Hospital volume could be another confounding factor. For example, a multicenter study investigating the impact of hospital volume in minimally invasive hepatectomy found that resections of the posterosuperior segments had higher overall (30.4 vs 18.7%) and severe (9.9 vs 4.0%) morbidity rates in centers performing two or fewer minimally invasive liver procedures/month, than in those undertaking a larger number [28]. Interestingly, a recent study investigating the effect of volume on postoperative morbidity and mortality in liver surgery included only centers performing > 20 procedures annually.

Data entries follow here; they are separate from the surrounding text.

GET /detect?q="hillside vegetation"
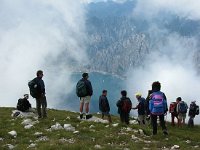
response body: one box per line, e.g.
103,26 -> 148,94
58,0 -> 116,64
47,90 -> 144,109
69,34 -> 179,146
0,107 -> 200,150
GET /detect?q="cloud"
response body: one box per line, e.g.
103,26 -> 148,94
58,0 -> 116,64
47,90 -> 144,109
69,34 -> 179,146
0,0 -> 88,107
134,0 -> 200,20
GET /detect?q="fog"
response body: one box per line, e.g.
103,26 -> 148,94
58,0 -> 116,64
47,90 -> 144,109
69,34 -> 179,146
128,0 -> 200,123
0,0 -> 88,108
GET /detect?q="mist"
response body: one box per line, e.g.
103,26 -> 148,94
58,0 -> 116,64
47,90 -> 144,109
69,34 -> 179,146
128,0 -> 200,123
0,0 -> 88,108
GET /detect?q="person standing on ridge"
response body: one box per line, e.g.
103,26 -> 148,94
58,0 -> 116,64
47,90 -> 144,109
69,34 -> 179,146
149,81 -> 168,135
76,73 -> 93,119
30,70 -> 47,119
99,90 -> 112,123
132,92 -> 145,125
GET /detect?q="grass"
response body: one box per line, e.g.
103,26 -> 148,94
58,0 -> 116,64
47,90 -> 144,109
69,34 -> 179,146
0,107 -> 200,150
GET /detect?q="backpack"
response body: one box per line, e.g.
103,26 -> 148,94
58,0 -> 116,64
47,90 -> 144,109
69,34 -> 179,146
195,105 -> 199,115
121,98 -> 132,113
178,101 -> 188,114
28,78 -> 39,98
76,80 -> 87,97
151,92 -> 166,114
169,102 -> 177,113
17,99 -> 29,112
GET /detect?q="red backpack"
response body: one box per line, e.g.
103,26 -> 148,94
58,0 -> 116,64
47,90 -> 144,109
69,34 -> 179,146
169,102 -> 177,113
121,98 -> 132,113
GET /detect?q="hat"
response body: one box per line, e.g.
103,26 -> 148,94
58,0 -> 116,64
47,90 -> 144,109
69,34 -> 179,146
135,92 -> 142,97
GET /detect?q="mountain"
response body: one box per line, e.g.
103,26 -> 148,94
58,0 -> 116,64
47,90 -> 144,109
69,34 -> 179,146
75,0 -> 200,76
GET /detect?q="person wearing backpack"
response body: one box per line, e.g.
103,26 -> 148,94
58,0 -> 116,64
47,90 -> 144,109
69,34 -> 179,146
116,90 -> 132,125
169,101 -> 178,126
99,90 -> 112,123
149,81 -> 168,135
76,73 -> 93,119
30,70 -> 47,119
17,94 -> 32,112
132,92 -> 145,125
176,97 -> 188,127
188,101 -> 199,127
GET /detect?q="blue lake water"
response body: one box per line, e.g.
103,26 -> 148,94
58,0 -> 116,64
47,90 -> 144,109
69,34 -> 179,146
56,72 -> 126,114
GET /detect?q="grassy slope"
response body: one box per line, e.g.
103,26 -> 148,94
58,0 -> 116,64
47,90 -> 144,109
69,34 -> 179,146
0,107 -> 200,150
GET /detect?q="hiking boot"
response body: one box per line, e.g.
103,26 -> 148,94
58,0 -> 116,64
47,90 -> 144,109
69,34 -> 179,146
80,114 -> 83,119
86,114 -> 92,119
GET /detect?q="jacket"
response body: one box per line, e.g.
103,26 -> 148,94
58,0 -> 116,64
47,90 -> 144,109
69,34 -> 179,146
99,95 -> 110,112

They concluded there was no association between hospital volume and postoperative outcomes when looking only at high-volume centers (≥ 20 cases annually) [29]. Since all centers in the current study are considered high-volume, they should be comparable in that aspect.

Parenchymal-sparing liver surgery can be technically more challenging than larger resections. Although the learning curve for the posterior segments may be longer than for right hemi-hepatectomy, parenchymal-sparing liver surgery preserves more parenchyma without compromising short term outcomes [30,31,32]. Several studies have also reported that number of R0 resections is also not inferior when performing parenchymal-sparing resections [33,34,35]. Parenchymal-sparing resections may improve survival compared to anatomical resections for colorectal liver metastases [35, 36]. Several recent studies have reported good outcomes of minimally invasive parenchymal-sparing liver resections but randomized studies are lacking [37,38,39]

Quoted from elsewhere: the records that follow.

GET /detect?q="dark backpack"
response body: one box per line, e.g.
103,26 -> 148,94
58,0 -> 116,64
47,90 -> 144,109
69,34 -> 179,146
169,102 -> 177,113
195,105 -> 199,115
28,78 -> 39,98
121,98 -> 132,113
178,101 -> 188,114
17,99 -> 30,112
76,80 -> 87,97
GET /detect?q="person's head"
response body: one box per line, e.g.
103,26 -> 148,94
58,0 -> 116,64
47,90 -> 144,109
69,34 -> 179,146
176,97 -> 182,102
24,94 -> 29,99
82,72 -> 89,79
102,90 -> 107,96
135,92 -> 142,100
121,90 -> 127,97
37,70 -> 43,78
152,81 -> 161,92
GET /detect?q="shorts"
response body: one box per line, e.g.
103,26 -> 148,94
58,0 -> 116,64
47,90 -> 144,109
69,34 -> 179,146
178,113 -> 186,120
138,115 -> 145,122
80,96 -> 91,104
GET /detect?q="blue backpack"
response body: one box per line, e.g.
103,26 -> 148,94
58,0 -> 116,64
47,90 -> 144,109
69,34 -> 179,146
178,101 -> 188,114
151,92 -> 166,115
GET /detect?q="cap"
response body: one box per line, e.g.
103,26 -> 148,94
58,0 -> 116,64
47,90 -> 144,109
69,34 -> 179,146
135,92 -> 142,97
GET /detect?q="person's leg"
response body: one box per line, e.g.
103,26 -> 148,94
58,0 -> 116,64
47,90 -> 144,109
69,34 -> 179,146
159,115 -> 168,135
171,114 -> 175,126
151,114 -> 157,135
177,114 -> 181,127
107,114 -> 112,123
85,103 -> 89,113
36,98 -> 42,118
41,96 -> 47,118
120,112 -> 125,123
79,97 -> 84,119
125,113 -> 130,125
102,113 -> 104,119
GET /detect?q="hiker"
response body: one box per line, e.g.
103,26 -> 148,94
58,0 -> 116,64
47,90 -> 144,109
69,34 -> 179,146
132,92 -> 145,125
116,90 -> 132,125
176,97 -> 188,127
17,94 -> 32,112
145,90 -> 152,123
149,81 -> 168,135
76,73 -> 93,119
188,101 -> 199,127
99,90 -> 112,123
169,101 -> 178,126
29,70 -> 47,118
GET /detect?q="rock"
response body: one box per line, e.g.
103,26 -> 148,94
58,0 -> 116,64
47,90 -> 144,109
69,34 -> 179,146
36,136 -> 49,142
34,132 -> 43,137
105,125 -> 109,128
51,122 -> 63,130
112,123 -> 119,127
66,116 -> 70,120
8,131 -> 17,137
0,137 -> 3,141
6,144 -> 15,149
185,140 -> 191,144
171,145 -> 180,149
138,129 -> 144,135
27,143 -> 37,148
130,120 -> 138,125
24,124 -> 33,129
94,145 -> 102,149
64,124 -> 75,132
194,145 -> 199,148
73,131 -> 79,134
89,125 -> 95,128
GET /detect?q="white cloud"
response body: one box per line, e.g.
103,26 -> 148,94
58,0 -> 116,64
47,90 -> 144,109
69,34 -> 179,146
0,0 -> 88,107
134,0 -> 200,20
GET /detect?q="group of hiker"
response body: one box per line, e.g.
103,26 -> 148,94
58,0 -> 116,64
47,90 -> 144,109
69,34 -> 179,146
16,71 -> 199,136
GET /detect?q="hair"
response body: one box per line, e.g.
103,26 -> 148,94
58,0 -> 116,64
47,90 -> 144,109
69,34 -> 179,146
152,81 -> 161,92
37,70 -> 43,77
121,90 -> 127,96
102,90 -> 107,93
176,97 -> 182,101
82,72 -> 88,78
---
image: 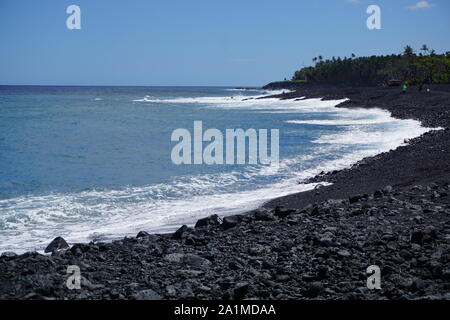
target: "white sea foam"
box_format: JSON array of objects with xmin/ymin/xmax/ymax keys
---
[
  {"xmin": 0, "ymin": 171, "xmax": 316, "ymax": 253},
  {"xmin": 313, "ymin": 122, "xmax": 428, "ymax": 148},
  {"xmin": 0, "ymin": 143, "xmax": 374, "ymax": 254},
  {"xmin": 202, "ymin": 97, "xmax": 350, "ymax": 113},
  {"xmin": 132, "ymin": 89, "xmax": 291, "ymax": 104}
]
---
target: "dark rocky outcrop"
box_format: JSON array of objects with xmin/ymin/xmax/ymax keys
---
[
  {"xmin": 44, "ymin": 237, "xmax": 69, "ymax": 253},
  {"xmin": 194, "ymin": 214, "xmax": 221, "ymax": 229}
]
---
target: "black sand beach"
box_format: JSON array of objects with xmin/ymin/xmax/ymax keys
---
[{"xmin": 1, "ymin": 84, "xmax": 449, "ymax": 300}]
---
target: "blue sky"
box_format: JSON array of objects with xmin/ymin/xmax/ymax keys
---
[{"xmin": 0, "ymin": 0, "xmax": 449, "ymax": 86}]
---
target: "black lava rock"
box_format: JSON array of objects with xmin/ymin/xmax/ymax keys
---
[
  {"xmin": 305, "ymin": 281, "xmax": 324, "ymax": 298},
  {"xmin": 136, "ymin": 231, "xmax": 150, "ymax": 238},
  {"xmin": 221, "ymin": 215, "xmax": 243, "ymax": 230},
  {"xmin": 44, "ymin": 237, "xmax": 69, "ymax": 253},
  {"xmin": 172, "ymin": 225, "xmax": 192, "ymax": 240},
  {"xmin": 195, "ymin": 214, "xmax": 221, "ymax": 228}
]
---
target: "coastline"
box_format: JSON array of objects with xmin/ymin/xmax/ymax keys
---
[
  {"xmin": 264, "ymin": 84, "xmax": 450, "ymax": 210},
  {"xmin": 1, "ymin": 84, "xmax": 449, "ymax": 300}
]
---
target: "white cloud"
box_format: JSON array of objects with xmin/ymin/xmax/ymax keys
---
[{"xmin": 407, "ymin": 1, "xmax": 435, "ymax": 10}]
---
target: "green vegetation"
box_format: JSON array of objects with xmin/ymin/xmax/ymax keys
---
[
  {"xmin": 292, "ymin": 46, "xmax": 450, "ymax": 85},
  {"xmin": 265, "ymin": 80, "xmax": 307, "ymax": 86}
]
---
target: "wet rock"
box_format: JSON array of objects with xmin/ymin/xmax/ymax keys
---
[
  {"xmin": 44, "ymin": 237, "xmax": 69, "ymax": 253},
  {"xmin": 136, "ymin": 231, "xmax": 150, "ymax": 238},
  {"xmin": 195, "ymin": 214, "xmax": 221, "ymax": 228}
]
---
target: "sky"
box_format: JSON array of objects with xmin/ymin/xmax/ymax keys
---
[{"xmin": 0, "ymin": 0, "xmax": 449, "ymax": 86}]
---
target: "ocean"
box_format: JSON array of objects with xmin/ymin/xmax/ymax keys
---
[{"xmin": 0, "ymin": 86, "xmax": 430, "ymax": 253}]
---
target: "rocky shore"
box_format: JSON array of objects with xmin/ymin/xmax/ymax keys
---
[{"xmin": 1, "ymin": 85, "xmax": 449, "ymax": 300}]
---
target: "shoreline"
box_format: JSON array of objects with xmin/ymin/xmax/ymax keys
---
[
  {"xmin": 263, "ymin": 84, "xmax": 450, "ymax": 210},
  {"xmin": 1, "ymin": 84, "xmax": 449, "ymax": 299}
]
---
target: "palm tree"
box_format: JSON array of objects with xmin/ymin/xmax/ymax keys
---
[
  {"xmin": 403, "ymin": 45, "xmax": 414, "ymax": 57},
  {"xmin": 420, "ymin": 44, "xmax": 429, "ymax": 56}
]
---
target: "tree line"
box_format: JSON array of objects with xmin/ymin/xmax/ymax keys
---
[{"xmin": 292, "ymin": 45, "xmax": 450, "ymax": 85}]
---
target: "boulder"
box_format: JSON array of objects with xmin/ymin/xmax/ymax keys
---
[
  {"xmin": 274, "ymin": 206, "xmax": 295, "ymax": 218},
  {"xmin": 172, "ymin": 225, "xmax": 192, "ymax": 240},
  {"xmin": 195, "ymin": 214, "xmax": 221, "ymax": 228},
  {"xmin": 254, "ymin": 210, "xmax": 275, "ymax": 221},
  {"xmin": 44, "ymin": 237, "xmax": 69, "ymax": 253},
  {"xmin": 136, "ymin": 231, "xmax": 150, "ymax": 238},
  {"xmin": 221, "ymin": 215, "xmax": 243, "ymax": 230}
]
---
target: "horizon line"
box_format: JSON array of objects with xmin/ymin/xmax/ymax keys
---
[{"xmin": 0, "ymin": 84, "xmax": 263, "ymax": 88}]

The current study only included laparoscopic and open right posterior sectionectomies. No patients undergoing a robotic procedure were included. A meta-analysis on robot-assisted liver surgery showed that this approach seems feasible for major liver resections; however, all included studies were retrospective and observational in nature [40]. Future studies on RPS should consider including the robotic approach as well.

Propensity score matching has been increasingly popular in recent years. In a systematic review of all surgical oncology studies published between 2002 and 2014 in the 15 highest impact surgical journals, the number of studies using PSM increased from 3–5 per year from 2005–2009 to 98 in 2014 [41]. PSM is reliable and provides excellent covariate balance in most circumstances [42]. A disadvantage of PSM, however, is the loss of data that occurs after matching [43]. By performing regression analyses it was not only possible to assess other risk factors for certain outcomes but additionally, data of the entire cohort could be used.

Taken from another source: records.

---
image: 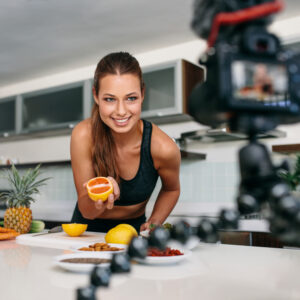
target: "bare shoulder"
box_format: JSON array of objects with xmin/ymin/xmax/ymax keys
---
[
  {"xmin": 151, "ymin": 123, "xmax": 181, "ymax": 168},
  {"xmin": 71, "ymin": 118, "xmax": 93, "ymax": 158},
  {"xmin": 71, "ymin": 119, "xmax": 92, "ymax": 144}
]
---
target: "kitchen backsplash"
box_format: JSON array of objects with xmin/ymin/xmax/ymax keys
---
[
  {"xmin": 0, "ymin": 164, "xmax": 77, "ymax": 221},
  {"xmin": 150, "ymin": 160, "xmax": 240, "ymax": 204},
  {"xmin": 181, "ymin": 160, "xmax": 239, "ymax": 202},
  {"xmin": 0, "ymin": 160, "xmax": 240, "ymax": 221}
]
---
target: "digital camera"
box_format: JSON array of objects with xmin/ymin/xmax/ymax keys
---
[{"xmin": 189, "ymin": 0, "xmax": 300, "ymax": 129}]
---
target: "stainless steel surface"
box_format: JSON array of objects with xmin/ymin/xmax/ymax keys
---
[
  {"xmin": 145, "ymin": 113, "xmax": 193, "ymax": 124},
  {"xmin": 178, "ymin": 127, "xmax": 287, "ymax": 143},
  {"xmin": 180, "ymin": 150, "xmax": 206, "ymax": 160}
]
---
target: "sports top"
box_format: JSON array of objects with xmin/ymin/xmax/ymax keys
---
[
  {"xmin": 71, "ymin": 119, "xmax": 159, "ymax": 229},
  {"xmin": 115, "ymin": 119, "xmax": 158, "ymax": 206}
]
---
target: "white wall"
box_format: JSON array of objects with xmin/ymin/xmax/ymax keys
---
[{"xmin": 0, "ymin": 135, "xmax": 71, "ymax": 163}]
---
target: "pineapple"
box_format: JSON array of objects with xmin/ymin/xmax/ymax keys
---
[{"xmin": 0, "ymin": 164, "xmax": 50, "ymax": 234}]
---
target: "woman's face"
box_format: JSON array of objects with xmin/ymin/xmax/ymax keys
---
[{"xmin": 93, "ymin": 73, "xmax": 144, "ymax": 134}]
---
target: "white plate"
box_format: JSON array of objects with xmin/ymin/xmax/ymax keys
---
[
  {"xmin": 140, "ymin": 230, "xmax": 200, "ymax": 251},
  {"xmin": 139, "ymin": 230, "xmax": 150, "ymax": 238},
  {"xmin": 53, "ymin": 252, "xmax": 113, "ymax": 273},
  {"xmin": 69, "ymin": 242, "xmax": 127, "ymax": 253},
  {"xmin": 134, "ymin": 249, "xmax": 191, "ymax": 265}
]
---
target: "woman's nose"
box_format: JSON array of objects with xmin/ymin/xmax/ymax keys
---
[{"xmin": 116, "ymin": 100, "xmax": 126, "ymax": 116}]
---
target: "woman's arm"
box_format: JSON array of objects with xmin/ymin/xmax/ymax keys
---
[
  {"xmin": 70, "ymin": 120, "xmax": 120, "ymax": 220},
  {"xmin": 140, "ymin": 127, "xmax": 181, "ymax": 231}
]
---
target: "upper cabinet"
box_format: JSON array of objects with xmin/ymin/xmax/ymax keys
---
[
  {"xmin": 0, "ymin": 97, "xmax": 16, "ymax": 135},
  {"xmin": 0, "ymin": 59, "xmax": 204, "ymax": 140},
  {"xmin": 142, "ymin": 63, "xmax": 177, "ymax": 117},
  {"xmin": 141, "ymin": 59, "xmax": 205, "ymax": 122},
  {"xmin": 0, "ymin": 80, "xmax": 93, "ymax": 140},
  {"xmin": 22, "ymin": 83, "xmax": 84, "ymax": 133}
]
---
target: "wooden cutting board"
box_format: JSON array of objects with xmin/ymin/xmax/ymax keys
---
[{"xmin": 16, "ymin": 231, "xmax": 106, "ymax": 250}]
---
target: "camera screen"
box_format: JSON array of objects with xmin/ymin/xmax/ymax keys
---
[{"xmin": 231, "ymin": 60, "xmax": 289, "ymax": 106}]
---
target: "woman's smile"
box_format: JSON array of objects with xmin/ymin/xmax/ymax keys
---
[{"xmin": 112, "ymin": 117, "xmax": 131, "ymax": 127}]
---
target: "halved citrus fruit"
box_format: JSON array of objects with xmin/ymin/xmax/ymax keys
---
[
  {"xmin": 62, "ymin": 223, "xmax": 88, "ymax": 237},
  {"xmin": 86, "ymin": 177, "xmax": 113, "ymax": 202}
]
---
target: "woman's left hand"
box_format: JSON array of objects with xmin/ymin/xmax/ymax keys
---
[
  {"xmin": 94, "ymin": 176, "xmax": 120, "ymax": 210},
  {"xmin": 140, "ymin": 222, "xmax": 151, "ymax": 232},
  {"xmin": 140, "ymin": 220, "xmax": 161, "ymax": 232}
]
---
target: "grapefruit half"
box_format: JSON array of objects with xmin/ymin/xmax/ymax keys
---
[{"xmin": 87, "ymin": 177, "xmax": 113, "ymax": 202}]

This study should be interpreted in the light of the following limitations. First, this is a retrospective study and treatment allocation bias was present with more patients with smaller tumors and a lower ASA classification in the laparoscopic group. However, propensity score matching was used to minimize the influence of bias by indication. With propensity score matching there is always a possibility of residual confounding, such as training levels of surgeons. No information was available about the exact experience of each surgeon performing the procedure. Furthermore, we did not compare long-term survival outcomes between LRPS and ORPS, which was mainly because this study included both benign and malignant conditions and because most LRPS were performed very recently (in 2017–2018), so long-term follow-up data were not available yet. These limitations highlight the need for more prospective multicenter studies to further investigate the possible advantages of laparoscopy in major liver surgery.

Conclusion

When performed in high-volume centers, laparoscopic right posterior sectionectomy is feasible and safe. Future studies should focus on long-term oncological outcomes when comparing the laparoscopic to the open approach.